Bull Farmers could face 200,000 calf shortfall

Richmond Ltd is urging bull beef farmers to act now and signal stronger demand for 12-week-old calves or the industry could be left short later in the season.

Richmond is confident there is still a good return in calf rearing despite prices in the United States nearing a 10-year low.

However, calf rearers are already indicating that there could be a drop of up to 200,000 calves raised this spring because of lack of demand from bull farmers.

Eric and Helen Pidduck, Hamilton, who run one of New Zealand’s largest calf rearing operations, say their orders to date are down by about 30 per cent on last year, and that many smaller scale rearers in their district will not be purchasing calves this year.

Livestock Manager Lloyd Fitness and Beef Marketing Manager David France said as the bobby calf season approaches, the company wanted to send a strong message to calf rearers and bull farmers that market indications are looking more positive.

“We believe it will be a good year to rear calves for all links in the chain from rearer to finisher,” they said.

History shows that when beef prices are low, there is a dramatic drop in the number of calves kept for rearing.

“We need to learn from this experience because nationally the industry could be facing a 200,000 fall in the number of calves kept for rearing this spring, leaving it well short of bulls in 18 to 24 months time,” they said.

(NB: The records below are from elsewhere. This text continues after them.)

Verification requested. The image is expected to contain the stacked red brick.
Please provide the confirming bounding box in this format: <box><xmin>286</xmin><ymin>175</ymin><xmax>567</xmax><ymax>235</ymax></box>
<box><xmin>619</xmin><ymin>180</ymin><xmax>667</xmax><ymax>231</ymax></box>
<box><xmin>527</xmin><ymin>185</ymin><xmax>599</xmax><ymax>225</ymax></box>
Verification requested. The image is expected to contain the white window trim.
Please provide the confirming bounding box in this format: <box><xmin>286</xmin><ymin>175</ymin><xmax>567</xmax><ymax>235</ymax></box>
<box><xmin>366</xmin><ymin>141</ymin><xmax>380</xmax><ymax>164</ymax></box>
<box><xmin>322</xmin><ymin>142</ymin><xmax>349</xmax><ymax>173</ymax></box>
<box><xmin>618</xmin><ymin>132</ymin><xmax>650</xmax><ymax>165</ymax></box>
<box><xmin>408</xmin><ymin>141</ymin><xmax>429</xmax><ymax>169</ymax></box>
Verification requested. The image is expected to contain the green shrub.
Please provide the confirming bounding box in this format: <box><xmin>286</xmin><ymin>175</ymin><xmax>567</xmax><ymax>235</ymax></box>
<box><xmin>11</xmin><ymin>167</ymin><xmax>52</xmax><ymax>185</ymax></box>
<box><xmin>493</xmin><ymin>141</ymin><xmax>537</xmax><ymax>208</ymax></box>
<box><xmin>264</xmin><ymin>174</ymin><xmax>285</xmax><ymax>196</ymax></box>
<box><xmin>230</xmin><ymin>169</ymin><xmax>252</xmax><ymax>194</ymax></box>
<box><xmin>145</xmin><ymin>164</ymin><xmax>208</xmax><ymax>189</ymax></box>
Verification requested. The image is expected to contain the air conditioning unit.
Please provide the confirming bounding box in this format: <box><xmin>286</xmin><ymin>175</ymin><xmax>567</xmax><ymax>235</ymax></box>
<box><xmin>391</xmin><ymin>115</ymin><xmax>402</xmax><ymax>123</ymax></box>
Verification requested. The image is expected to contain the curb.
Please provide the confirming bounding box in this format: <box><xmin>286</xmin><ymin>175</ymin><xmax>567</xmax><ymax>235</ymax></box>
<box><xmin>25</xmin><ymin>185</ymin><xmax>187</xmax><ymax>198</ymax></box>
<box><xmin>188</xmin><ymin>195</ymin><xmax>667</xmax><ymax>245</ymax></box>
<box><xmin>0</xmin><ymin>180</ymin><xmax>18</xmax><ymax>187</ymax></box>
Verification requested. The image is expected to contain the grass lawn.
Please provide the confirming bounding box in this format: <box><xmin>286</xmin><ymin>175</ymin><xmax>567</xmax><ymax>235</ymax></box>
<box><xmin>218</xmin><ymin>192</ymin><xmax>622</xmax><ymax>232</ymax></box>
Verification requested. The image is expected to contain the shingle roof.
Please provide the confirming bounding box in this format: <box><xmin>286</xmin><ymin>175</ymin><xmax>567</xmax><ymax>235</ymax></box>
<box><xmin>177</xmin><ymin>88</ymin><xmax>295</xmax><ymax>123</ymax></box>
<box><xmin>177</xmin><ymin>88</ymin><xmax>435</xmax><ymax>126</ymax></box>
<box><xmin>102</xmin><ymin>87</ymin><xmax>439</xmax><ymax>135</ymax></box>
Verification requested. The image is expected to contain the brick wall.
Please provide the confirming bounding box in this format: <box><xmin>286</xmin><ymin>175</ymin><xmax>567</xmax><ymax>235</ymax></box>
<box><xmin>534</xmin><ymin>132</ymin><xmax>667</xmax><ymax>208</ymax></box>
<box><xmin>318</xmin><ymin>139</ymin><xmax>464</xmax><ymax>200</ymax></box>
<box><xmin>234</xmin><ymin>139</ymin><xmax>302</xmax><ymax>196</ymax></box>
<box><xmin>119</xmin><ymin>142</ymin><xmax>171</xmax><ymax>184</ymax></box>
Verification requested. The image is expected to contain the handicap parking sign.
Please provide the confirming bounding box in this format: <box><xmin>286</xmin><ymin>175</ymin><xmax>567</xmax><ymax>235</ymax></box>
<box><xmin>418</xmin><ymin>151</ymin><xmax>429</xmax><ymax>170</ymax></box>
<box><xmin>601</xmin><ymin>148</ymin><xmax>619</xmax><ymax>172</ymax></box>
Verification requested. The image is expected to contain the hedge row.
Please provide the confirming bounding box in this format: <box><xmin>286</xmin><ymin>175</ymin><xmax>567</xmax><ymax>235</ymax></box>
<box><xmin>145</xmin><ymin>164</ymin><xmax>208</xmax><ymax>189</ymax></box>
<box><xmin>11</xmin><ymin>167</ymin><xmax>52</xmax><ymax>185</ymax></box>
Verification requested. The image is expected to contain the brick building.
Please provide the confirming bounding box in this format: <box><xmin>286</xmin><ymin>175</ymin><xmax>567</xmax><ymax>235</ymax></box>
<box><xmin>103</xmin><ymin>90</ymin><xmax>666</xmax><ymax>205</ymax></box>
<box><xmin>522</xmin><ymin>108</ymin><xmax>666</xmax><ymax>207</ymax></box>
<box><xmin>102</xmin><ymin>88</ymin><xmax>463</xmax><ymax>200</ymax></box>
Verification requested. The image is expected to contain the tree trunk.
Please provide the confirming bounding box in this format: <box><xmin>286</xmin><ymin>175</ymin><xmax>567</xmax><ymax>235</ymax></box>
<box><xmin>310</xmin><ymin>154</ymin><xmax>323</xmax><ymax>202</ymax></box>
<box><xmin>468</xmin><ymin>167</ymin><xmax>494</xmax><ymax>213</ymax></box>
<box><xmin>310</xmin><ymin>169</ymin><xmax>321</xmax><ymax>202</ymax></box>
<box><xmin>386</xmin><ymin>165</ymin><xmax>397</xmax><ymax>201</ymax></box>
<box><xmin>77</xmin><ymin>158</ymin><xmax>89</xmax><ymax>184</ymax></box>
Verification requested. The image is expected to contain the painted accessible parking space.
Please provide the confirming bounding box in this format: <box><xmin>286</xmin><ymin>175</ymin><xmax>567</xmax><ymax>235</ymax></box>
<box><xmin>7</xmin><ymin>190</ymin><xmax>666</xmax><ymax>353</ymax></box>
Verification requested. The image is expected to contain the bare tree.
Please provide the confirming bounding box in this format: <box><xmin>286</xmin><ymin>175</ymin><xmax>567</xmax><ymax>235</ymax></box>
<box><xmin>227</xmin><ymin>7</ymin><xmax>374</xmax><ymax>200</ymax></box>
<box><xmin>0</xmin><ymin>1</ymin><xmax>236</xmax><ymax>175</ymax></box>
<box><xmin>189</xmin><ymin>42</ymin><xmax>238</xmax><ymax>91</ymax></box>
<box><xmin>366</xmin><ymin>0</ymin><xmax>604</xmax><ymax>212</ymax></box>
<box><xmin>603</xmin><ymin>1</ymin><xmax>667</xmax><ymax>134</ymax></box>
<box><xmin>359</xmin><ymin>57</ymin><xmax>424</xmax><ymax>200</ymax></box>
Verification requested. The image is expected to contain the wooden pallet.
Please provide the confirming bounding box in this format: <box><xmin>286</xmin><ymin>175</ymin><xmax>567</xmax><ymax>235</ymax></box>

“We strongly encourage bull farmers wanting to help mitigate the down turn to contact rearers and place orders for calves. Rearers will not raise calves without the comfort that they have a buyer”. Richmond says this year calf rearers should expect better margins, on the back of a 50 per cent drop in bobby calf prices, cheaper calf rearing costs and positive export market signals.

Based on the current bobby calf schedule, Richmond estimates it will be paying $30 to $40 for heavy bobby calves. Rearers are normally paid a premium above this of $10 to $15 for good calves, which would see good rearable calves selling for $45 to $55 compared with $80 to $140 at the same time last year.

“We consider $45 to $55 to be a fair price for good rearable calves,” Mr Fitness said.

The cost of rearing is also well down this year because of lower milk solid prices.

Dave France said positive factors point to an up side in the world lean beef markets over the next few years.

“SARS in Asia is now behind us and there have been no new cases of BSE in Canada despite exhaustive searches with trade expected to resume with the United States toward the end of this month.

“Beef herds in United States and Europe have been liquidating and are now rebuilding, along with drought in Australia all indicate less supply of beef going forward”.

“Based on this, we are confident there will be stronger demand for New Zealand bull beef this season and the years ahead,” he said.

Richmond will be actively encouraging bull farmers to contact rearers with their calf requirements this season.